Autrefois, on comptait sur le gouvernement pour maintenir l’ordre social : il semblait même que ce fût sa fonction principale. Aujourd’hui, on aurait tort de mettre en lui sa confiance. Il vient de se montrer d’une prodigieuse insuffisance, non pas pour parler, — il parle encore bien, — mais pour agir. Ou il n’agit pas, ou il agit de travers. Nous avons dit que M. Clemenceau avait tenu d’excellens propos aux grévistes de Lens, sauf pourtant en ce qui concerne l’armée. Il leur a vanté la propriété et la liberté individuelles, en leur jurant qu’il ne permettrait pas qu’on y portât la plus petite atteinte. Jamais on n’y en a porté davantage ! M. Barthou, lui aussi, a dit de bonnes choses à la Chambre, notamment qu’il serait absurde, et même quelque chose de plus, d’ouvrir une instruction judiciaire avant de connaître les résultats de l’enquête technique : le lendemain, une instruction judiciaire a été ouverte. On dit que le gouvernement n’est pas sans appréhension au sujet des élections prochaines.
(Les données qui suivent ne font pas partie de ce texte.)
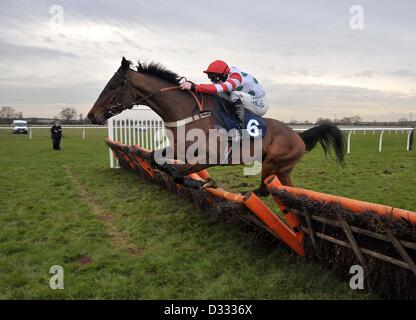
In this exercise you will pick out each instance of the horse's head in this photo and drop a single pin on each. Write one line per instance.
(115, 97)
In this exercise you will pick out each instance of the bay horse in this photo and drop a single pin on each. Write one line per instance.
(153, 85)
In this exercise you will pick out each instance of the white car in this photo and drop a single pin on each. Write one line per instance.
(20, 126)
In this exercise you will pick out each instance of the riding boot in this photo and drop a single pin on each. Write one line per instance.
(240, 113)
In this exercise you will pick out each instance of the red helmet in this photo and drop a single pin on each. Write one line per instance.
(219, 67)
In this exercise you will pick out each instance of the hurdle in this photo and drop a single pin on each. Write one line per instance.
(335, 231)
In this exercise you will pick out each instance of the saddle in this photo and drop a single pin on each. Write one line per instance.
(224, 117)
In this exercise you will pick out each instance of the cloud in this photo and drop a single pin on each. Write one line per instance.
(18, 51)
(301, 51)
(404, 73)
(366, 74)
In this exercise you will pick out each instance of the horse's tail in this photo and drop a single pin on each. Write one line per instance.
(329, 136)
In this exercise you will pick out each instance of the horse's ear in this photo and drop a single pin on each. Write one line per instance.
(125, 64)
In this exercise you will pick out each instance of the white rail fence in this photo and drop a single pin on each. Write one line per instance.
(139, 125)
(142, 126)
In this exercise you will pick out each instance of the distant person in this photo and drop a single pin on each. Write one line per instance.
(56, 135)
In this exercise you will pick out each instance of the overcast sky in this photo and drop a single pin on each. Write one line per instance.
(305, 53)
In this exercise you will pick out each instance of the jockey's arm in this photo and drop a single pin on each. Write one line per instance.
(233, 81)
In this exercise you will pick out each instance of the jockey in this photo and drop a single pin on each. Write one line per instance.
(244, 91)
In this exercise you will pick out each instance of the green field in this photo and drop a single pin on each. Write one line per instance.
(119, 237)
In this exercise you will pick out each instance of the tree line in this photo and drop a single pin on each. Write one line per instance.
(66, 116)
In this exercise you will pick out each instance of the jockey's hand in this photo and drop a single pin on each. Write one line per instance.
(186, 85)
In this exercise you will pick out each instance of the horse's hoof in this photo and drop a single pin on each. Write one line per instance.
(209, 184)
(261, 193)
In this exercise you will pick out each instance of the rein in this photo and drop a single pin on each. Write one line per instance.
(119, 106)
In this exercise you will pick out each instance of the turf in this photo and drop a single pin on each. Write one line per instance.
(119, 237)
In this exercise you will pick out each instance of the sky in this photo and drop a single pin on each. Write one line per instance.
(315, 59)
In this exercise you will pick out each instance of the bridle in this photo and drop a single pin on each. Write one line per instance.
(120, 106)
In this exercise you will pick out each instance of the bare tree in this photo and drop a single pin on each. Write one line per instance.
(67, 114)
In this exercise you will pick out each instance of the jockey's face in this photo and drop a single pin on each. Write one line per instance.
(215, 77)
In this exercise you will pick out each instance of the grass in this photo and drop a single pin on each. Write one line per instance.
(119, 237)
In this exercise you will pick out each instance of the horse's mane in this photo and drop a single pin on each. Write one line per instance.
(158, 70)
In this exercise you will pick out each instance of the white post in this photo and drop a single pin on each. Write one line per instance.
(408, 139)
(349, 143)
(111, 136)
(380, 144)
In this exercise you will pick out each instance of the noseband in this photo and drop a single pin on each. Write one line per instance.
(120, 106)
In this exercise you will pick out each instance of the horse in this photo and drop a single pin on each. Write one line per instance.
(154, 85)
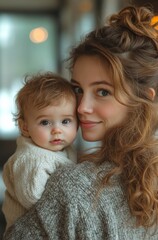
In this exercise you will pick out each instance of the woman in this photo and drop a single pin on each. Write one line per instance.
(112, 194)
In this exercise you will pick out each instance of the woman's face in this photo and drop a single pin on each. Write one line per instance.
(98, 110)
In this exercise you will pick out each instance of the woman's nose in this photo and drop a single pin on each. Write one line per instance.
(85, 105)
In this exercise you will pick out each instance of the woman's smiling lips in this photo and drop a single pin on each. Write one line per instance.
(56, 141)
(88, 124)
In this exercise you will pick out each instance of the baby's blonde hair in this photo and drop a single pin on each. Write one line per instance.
(42, 90)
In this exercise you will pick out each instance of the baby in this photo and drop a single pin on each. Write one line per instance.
(48, 123)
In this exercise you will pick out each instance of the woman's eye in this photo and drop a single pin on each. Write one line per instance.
(66, 121)
(77, 90)
(103, 92)
(44, 123)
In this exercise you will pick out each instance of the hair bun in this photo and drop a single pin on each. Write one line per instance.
(137, 20)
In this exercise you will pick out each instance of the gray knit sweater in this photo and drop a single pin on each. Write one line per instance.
(71, 209)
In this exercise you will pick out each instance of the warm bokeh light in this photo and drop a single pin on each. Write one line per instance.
(154, 20)
(38, 35)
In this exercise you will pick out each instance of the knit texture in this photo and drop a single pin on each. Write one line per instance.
(71, 209)
(26, 173)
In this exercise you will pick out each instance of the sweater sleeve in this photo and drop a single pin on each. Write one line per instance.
(65, 211)
(30, 176)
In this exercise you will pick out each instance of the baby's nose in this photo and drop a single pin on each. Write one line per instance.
(56, 130)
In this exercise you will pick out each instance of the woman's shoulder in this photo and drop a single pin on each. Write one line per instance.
(82, 180)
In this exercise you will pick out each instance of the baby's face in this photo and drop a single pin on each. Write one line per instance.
(53, 127)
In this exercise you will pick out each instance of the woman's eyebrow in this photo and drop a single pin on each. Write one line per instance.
(95, 83)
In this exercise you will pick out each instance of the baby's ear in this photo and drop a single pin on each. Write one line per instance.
(152, 93)
(23, 128)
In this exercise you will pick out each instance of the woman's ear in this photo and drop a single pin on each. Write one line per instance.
(152, 93)
(23, 128)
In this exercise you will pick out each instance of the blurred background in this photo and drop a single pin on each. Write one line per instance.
(37, 35)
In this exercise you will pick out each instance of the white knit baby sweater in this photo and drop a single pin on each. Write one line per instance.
(26, 173)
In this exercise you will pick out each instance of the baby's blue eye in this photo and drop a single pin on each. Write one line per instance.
(103, 92)
(77, 90)
(44, 123)
(66, 121)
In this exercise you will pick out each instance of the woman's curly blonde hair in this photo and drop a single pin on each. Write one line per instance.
(129, 44)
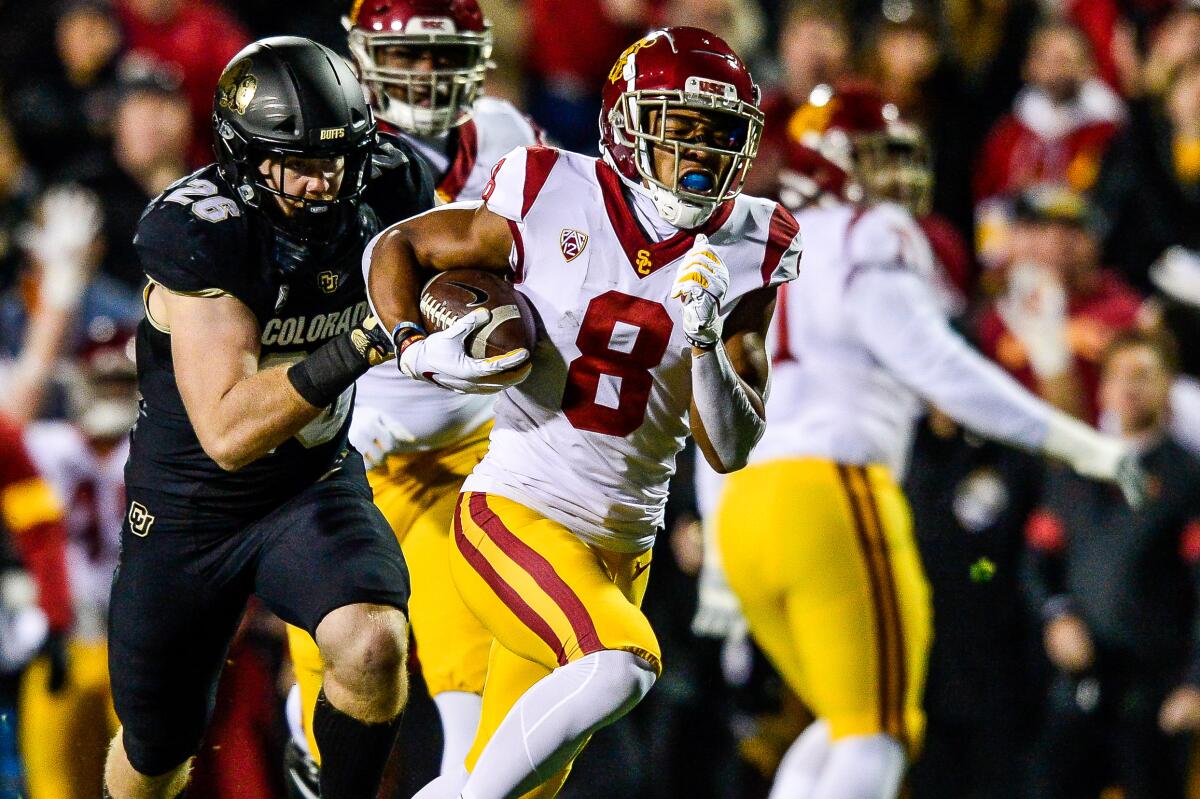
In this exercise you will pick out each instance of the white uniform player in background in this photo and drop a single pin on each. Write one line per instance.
(423, 62)
(653, 282)
(815, 535)
(65, 733)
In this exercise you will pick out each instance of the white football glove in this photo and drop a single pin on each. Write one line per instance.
(719, 612)
(701, 282)
(442, 359)
(61, 244)
(1035, 311)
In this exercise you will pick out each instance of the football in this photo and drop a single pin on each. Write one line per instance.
(453, 294)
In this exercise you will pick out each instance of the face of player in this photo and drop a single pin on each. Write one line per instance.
(300, 179)
(423, 59)
(699, 169)
(1135, 388)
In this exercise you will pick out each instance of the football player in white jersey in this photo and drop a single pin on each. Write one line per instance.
(653, 281)
(423, 62)
(65, 731)
(815, 534)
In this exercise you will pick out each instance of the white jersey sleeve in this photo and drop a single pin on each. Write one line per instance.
(895, 316)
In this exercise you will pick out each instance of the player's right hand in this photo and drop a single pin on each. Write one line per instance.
(719, 612)
(442, 359)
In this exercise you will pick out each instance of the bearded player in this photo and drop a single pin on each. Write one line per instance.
(424, 62)
(815, 534)
(652, 278)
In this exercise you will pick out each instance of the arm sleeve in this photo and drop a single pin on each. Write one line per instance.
(898, 319)
(33, 516)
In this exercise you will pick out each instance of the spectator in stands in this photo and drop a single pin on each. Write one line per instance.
(814, 48)
(568, 53)
(1149, 190)
(970, 503)
(65, 733)
(1060, 308)
(61, 119)
(1060, 124)
(196, 36)
(1116, 590)
(18, 190)
(151, 134)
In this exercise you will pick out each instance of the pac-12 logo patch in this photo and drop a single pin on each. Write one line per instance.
(573, 244)
(141, 520)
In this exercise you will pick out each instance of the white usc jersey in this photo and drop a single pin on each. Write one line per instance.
(591, 437)
(420, 415)
(93, 490)
(495, 127)
(829, 396)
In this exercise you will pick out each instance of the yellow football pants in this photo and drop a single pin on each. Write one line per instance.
(64, 736)
(823, 559)
(547, 599)
(417, 493)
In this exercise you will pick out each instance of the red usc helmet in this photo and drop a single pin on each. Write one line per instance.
(846, 144)
(385, 38)
(673, 70)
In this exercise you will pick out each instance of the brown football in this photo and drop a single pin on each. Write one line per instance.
(451, 295)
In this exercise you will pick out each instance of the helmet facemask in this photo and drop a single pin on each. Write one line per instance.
(424, 102)
(711, 142)
(258, 173)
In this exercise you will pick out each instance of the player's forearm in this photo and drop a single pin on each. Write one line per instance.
(727, 415)
(252, 418)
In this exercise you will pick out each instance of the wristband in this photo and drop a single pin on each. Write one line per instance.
(323, 376)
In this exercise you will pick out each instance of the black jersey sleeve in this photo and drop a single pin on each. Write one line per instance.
(193, 239)
(402, 185)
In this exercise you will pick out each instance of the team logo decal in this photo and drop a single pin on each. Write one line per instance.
(139, 520)
(643, 262)
(573, 242)
(238, 88)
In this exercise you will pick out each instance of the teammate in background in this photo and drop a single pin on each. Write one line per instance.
(652, 278)
(64, 732)
(240, 480)
(815, 534)
(35, 599)
(424, 61)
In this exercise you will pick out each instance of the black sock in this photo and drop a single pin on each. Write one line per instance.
(353, 754)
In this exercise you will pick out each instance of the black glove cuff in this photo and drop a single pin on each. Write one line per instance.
(322, 377)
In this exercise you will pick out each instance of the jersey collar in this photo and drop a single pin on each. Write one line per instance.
(645, 256)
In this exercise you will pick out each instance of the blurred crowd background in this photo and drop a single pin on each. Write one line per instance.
(1066, 148)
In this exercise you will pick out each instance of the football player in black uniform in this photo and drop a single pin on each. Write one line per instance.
(240, 480)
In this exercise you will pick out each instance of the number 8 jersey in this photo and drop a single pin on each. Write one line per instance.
(591, 437)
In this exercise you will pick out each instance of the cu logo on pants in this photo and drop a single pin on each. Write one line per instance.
(139, 520)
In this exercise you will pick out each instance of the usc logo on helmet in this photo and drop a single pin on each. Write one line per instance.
(618, 68)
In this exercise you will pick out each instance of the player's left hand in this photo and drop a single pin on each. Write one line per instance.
(719, 612)
(701, 282)
(371, 342)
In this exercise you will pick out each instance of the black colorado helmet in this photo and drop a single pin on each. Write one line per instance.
(283, 98)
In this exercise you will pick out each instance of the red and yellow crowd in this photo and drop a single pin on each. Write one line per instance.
(1065, 215)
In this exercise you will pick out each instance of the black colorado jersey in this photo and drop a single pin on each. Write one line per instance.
(199, 238)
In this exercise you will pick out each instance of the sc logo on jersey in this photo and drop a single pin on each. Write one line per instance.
(573, 242)
(141, 520)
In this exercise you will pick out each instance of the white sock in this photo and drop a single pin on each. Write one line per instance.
(549, 725)
(802, 766)
(295, 722)
(862, 767)
(460, 719)
(448, 786)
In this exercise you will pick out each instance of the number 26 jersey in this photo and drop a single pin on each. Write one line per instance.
(591, 437)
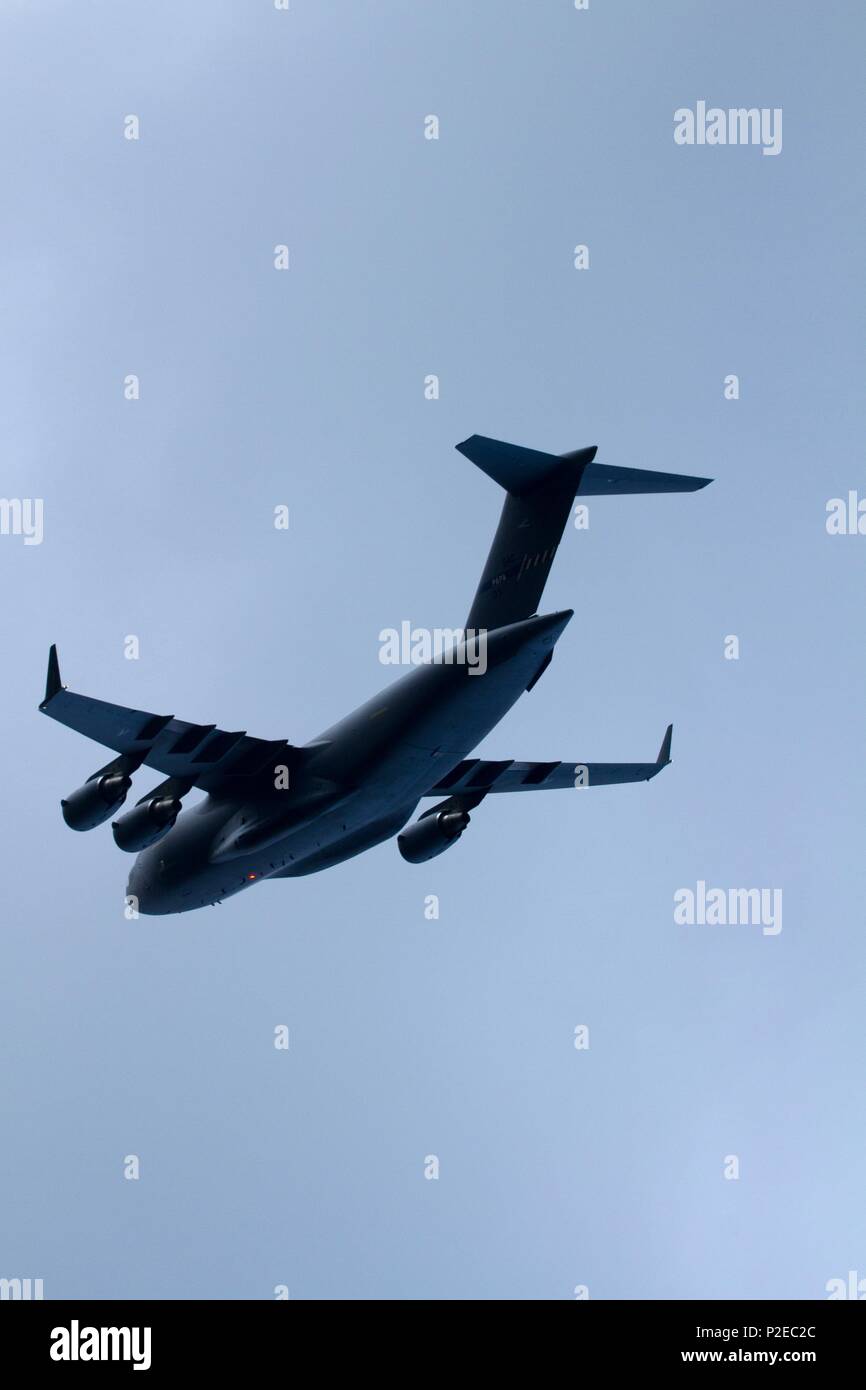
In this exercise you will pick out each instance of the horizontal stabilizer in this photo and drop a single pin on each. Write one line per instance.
(540, 494)
(601, 480)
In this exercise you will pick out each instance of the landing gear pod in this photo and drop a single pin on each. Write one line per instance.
(431, 834)
(99, 798)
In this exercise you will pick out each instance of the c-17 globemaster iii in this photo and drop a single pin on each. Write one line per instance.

Nous le comprenons sans peine, car jamais la campagne électorale ne s’était ouverte sous de plus dangereux auspices. Partout ce n’est qu’anarchie, et cette anarchie, que nous dénonçons depuis longtemps, commence à produire ses conséquences fatales. Faudra-t-il arrêter encore beaucoup de commissaires de police ou incendier beaucoup de châteaux pour que le pays voie clair dans la politique qu’on lui fait ? Le gouvernement a pris rendez-vous avec lui pour le 6 mai : nous saurons donc dans trois semaines à quel point il en est satisfait.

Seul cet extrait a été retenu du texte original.